Add the broth, reduce heat and let simmer on low heat until the liquid has reduced noticeably.
Add the rest of the ingredients and let simmer on low heat until the meat is tender. Season with salt and pepper and add a bit of liquid smoke, if you want a smokier flavour.
For the dough you need:
adapted from the woks of life
5 cups bread flour or all purpose flour, plus 1/3 cup
2/3 cup water
1 1/3 cup milk, divided
1/3 cup sugar
1 teaspoon salt
4 teaspoons instant yeast
4 tablespoons melted butter
eggwash (1 egg, beaten with a tablespoon of milk)
1 tablespoon sesame seeds (optional)
In a medium saucepan, mix 1/3 cup flour with 2/3 cup water and 1/3 cup milk until the flour is dissolved. Put the pan over medium heat and stir constantly until the mixture resembles a thick paste, about 3-5 minutes. It should look kind of like really thick toothpaste. You can also measure the temperature with a thermometer. It’s about right when it’s reached 149 degrees F/65 degrees C. Set aside.
In a large mixing bowl, combine 5 cups of flour, sugar, salt, and yeast. Mix it all together with your hands.
Add the flour paste (aka the tangzhong), 1 cup milk, 2 eggs, and the melted butter. Stir together to form a soft dough, and knead (by hand or with the dough hook attachment of your mixer) for 15-20 minutes.
Form the dough into a ball and place into a lightly greased bowl.

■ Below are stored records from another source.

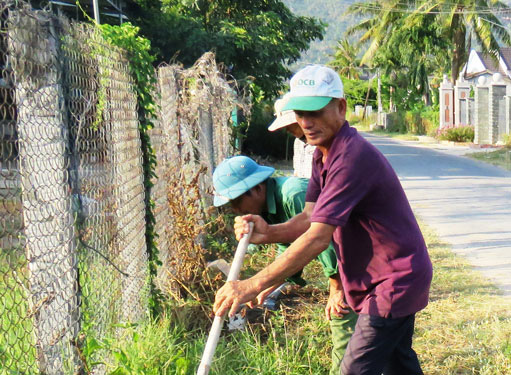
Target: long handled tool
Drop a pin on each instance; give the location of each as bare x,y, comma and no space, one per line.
216,328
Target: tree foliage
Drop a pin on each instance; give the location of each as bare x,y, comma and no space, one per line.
345,59
418,37
253,38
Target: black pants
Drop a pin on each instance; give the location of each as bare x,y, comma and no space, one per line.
381,346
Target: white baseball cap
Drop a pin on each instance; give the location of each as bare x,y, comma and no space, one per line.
313,87
284,118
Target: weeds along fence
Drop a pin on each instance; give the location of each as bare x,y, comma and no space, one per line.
73,256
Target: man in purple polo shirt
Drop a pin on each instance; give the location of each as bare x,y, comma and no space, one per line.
355,196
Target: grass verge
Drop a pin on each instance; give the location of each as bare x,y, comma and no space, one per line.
466,329
500,158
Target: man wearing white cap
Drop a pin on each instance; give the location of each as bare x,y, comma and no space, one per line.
355,196
302,152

Cover with a damp cloth, and let rise for 1 hour.
After it’s risen, separate the dough into 16 equal pieces.
Shape each piece into a small circle, where the center is slightly thicker than the edges. This prevents the top of the pork bun from being too thin and bursting open mid-bake.
Crimp them closed, making sure they’re tightly sealed.
Brush the Chinese BBQ Pork Buns with egg wash and sprinkle them with some sesame seeds.Put them in the oven and immediately turn the oven down from 400 degrees (about 200 degrees C) to 350 degrees (about 175 degrees). Bake your BBQ Pork Buns for about 25 minutes, or until golden brown.
Let your Char Siu Bao cool slightly before you try them!